Obstruction Strategy

Background

Goal = Adequate time for expiration

Settings

  1. Mode
    • Assist Control Volume
  2. Tidal Volume
    • Vt = 6-8 cc/kg predicted body weight (aka Ideal Body Weight)
      • Ideal Body Weight used because lung parenchyma does not increase in size as the person gains more weight
  3. Inspiratory Flow Rate
    • Set at 80-100 LPM to allow more expiration time
  4. FiO2/PEEP
    • Titrate FiO2 to desired SpO2
    • Set PEEP 0-4
  5. Respiratory Rate
    • Set low - 10 BPM
    • Adjust for I:E 1:4 or 1:5
    • Permissive hypercapnia to avoid breath stacking
      • Ok as long as pH > 7.00-7.10
      • Maintain plateau pressure <30[2]
        • If >30 go down on rate

Making Setting Changes

O2

  • PaO2 - ween O2 for a goal PaO2 >60 mmHg)
  • FiO2 - ween to < 50% if possible while maintaining adequate PaO2
  • PEEP - refer to ARDsnet protocol to avoid barotrauma

paCO2

  • Mainly affected by Tidal volume and RR
  • VE = minute ventilation (RR x TV)

pH

  • For every increase or decrease in PaCO2, pH changes accordingly by 0.008
  • For every increase or decrease in HCO3 pH changes accordingly by 0.015

MISC (normally already set)

  • Inspiratory flow rate = 60L/min (100L/min with asthma)
  • Sensitivity = 1-2 cmH2O

See Also

Mechanical Ventilation Pages

References

  1. The Acute Respiratory Distress Syndrome Network.
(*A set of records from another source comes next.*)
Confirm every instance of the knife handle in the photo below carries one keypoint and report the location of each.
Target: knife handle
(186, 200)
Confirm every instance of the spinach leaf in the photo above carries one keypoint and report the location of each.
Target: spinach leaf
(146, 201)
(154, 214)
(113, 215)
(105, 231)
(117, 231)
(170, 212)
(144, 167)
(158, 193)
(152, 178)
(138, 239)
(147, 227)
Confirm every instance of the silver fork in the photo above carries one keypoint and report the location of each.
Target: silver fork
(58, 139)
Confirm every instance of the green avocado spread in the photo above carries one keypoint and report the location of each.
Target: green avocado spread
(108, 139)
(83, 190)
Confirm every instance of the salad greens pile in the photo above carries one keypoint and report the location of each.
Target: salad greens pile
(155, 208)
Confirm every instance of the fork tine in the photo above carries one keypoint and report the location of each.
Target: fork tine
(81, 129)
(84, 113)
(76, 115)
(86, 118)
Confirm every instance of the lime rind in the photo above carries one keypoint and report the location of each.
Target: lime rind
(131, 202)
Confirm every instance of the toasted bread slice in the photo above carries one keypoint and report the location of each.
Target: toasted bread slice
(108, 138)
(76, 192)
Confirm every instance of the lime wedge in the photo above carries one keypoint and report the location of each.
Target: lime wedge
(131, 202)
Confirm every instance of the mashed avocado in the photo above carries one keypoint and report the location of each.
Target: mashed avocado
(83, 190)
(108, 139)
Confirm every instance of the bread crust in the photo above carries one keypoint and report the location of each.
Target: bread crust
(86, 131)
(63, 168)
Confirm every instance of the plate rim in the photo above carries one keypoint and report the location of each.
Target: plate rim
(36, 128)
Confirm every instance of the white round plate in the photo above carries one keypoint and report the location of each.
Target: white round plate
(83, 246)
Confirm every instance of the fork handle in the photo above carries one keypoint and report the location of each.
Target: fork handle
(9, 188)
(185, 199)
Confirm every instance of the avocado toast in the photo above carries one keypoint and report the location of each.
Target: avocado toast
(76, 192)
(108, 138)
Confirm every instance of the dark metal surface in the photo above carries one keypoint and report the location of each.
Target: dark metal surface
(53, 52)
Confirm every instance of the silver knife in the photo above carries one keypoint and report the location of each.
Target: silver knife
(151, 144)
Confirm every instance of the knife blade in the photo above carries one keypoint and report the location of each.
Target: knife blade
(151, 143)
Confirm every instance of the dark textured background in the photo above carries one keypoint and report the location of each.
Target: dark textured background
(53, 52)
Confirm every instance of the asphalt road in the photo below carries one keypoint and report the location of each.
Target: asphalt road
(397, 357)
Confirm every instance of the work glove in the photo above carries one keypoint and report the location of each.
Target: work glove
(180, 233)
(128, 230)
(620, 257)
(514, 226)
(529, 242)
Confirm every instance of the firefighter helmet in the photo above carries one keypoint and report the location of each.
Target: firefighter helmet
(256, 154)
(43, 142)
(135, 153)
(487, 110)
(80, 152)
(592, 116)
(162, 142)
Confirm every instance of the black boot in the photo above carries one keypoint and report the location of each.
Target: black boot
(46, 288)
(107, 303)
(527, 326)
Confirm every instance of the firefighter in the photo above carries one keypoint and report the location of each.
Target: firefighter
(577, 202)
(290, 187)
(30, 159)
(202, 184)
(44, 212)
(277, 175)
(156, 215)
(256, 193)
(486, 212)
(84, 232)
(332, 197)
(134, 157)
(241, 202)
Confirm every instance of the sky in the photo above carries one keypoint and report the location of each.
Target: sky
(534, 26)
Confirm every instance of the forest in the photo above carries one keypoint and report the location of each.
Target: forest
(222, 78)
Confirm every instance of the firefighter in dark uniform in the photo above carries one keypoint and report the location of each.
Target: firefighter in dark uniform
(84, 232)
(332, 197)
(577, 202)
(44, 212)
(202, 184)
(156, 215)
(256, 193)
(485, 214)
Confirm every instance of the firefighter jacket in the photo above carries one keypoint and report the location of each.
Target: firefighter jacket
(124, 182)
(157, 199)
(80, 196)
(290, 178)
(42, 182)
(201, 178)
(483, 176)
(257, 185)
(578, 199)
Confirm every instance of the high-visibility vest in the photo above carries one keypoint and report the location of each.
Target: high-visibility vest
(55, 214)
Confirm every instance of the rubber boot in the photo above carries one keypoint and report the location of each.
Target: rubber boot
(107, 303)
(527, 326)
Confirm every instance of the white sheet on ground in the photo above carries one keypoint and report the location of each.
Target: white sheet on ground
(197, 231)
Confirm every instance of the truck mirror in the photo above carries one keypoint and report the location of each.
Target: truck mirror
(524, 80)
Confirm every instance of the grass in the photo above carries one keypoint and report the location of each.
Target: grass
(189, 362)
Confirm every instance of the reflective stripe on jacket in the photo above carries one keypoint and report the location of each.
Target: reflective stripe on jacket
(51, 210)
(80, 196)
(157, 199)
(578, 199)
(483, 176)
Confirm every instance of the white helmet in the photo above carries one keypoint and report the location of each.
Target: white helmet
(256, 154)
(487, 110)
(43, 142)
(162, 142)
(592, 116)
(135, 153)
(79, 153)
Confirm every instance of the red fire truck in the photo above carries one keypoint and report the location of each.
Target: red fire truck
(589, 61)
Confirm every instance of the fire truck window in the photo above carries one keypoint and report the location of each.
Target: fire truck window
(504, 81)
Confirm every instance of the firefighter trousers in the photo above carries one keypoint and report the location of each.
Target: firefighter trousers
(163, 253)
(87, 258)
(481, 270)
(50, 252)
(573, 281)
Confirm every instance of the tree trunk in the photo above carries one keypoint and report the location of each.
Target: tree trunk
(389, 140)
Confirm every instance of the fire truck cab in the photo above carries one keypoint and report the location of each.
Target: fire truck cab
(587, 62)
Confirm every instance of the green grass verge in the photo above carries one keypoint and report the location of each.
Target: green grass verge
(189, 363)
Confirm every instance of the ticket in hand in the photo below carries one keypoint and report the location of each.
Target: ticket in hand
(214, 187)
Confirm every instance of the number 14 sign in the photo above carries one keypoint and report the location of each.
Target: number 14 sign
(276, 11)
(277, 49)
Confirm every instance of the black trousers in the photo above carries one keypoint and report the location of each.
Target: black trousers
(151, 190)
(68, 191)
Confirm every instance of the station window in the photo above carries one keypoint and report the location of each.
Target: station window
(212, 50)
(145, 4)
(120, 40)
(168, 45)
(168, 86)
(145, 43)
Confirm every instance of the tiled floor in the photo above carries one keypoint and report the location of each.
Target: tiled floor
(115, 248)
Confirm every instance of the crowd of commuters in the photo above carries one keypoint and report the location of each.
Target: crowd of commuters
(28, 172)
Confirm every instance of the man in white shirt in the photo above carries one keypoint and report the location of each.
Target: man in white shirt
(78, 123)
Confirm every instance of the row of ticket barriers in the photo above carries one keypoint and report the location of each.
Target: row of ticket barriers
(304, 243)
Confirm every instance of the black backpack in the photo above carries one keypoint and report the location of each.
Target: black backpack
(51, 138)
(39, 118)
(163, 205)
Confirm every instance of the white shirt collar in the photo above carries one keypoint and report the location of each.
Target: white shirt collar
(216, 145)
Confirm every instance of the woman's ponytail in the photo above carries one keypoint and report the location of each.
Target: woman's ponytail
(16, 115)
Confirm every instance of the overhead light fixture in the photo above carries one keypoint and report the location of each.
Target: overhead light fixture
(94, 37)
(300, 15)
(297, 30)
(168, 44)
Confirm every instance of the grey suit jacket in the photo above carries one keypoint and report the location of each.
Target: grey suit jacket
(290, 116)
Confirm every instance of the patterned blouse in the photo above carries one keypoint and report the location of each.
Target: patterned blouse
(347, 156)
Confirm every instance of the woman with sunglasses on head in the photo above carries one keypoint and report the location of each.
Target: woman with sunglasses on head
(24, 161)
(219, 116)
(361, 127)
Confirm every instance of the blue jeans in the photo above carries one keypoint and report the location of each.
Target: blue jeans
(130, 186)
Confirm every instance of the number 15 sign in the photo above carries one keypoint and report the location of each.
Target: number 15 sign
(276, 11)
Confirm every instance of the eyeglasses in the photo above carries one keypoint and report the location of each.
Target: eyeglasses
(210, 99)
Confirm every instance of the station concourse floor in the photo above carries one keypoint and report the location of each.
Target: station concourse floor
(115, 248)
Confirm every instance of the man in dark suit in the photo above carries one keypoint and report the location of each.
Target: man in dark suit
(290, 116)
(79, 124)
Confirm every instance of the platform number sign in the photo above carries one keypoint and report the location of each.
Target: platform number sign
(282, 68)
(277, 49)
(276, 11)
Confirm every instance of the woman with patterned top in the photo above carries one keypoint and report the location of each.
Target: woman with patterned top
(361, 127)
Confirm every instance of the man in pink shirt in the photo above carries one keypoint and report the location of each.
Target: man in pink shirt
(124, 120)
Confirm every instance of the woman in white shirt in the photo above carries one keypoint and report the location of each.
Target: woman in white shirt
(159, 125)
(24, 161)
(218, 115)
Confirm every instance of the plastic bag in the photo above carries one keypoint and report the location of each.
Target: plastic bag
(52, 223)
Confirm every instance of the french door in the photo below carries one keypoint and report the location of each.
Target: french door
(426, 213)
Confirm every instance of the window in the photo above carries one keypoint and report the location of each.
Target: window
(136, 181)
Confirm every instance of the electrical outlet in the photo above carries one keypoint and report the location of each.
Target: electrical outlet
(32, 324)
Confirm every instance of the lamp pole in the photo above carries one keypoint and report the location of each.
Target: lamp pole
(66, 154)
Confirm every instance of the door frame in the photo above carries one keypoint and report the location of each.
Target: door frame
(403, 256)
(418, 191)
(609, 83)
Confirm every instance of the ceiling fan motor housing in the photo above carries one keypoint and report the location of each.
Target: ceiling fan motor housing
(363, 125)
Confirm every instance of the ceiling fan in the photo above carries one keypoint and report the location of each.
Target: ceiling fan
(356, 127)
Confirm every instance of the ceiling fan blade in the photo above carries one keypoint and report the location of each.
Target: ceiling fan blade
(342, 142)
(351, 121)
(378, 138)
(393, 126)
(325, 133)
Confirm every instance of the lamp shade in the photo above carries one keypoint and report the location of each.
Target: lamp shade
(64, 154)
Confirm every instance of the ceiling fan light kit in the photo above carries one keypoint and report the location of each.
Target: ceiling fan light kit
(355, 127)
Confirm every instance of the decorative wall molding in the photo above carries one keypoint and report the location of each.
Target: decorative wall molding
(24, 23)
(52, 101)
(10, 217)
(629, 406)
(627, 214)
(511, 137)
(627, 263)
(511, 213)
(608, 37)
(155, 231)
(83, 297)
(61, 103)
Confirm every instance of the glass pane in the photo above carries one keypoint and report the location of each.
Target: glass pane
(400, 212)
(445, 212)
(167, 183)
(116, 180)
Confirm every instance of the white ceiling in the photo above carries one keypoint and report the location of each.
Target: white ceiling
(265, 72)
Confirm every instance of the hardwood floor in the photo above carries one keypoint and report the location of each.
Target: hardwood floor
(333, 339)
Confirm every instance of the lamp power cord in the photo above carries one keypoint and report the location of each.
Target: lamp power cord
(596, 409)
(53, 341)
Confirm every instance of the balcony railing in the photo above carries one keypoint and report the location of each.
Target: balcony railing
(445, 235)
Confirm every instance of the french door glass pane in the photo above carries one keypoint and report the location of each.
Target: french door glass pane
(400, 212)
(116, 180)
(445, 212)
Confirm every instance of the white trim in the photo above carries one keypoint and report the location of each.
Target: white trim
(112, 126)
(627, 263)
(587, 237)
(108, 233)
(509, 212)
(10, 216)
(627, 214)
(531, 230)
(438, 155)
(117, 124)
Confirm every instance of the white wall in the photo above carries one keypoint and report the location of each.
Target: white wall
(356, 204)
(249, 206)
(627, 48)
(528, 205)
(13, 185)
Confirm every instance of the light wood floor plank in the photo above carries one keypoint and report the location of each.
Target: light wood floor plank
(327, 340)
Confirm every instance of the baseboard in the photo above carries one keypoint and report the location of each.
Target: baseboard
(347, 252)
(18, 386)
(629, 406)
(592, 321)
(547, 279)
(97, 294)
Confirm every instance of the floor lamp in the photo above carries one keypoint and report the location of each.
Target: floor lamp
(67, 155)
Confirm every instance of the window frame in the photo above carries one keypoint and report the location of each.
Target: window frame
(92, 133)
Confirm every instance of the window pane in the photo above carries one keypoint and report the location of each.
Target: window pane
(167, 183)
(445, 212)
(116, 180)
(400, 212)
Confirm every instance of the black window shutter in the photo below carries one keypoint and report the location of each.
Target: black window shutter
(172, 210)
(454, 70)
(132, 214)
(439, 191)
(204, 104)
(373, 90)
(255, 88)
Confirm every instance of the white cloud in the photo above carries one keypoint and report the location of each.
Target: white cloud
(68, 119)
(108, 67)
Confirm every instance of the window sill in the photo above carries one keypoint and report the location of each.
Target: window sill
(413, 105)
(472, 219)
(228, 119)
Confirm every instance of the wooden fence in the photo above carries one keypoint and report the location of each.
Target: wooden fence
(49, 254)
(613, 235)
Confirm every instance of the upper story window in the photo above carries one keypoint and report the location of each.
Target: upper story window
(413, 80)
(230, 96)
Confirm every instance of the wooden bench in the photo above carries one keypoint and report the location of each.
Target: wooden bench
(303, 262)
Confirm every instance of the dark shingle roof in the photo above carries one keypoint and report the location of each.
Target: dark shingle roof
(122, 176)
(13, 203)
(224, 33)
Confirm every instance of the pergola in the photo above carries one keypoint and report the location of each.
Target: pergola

Ventilation with lower tidal volumes as compared with traditional tidal volumes for acute lung injury and the acute respiratory distress syndrome. The Acute Respiratory Distress Syndrome Network. N Engl J Med. 2000;342(18):1301-1308.
  2. 20. Oddo M, Feihl F, Schaller MD, Perret C. Management of mechanical ventilation in acute severe asthma: practical aspects. Intensive Care Med. 2006; 32(4):501-510.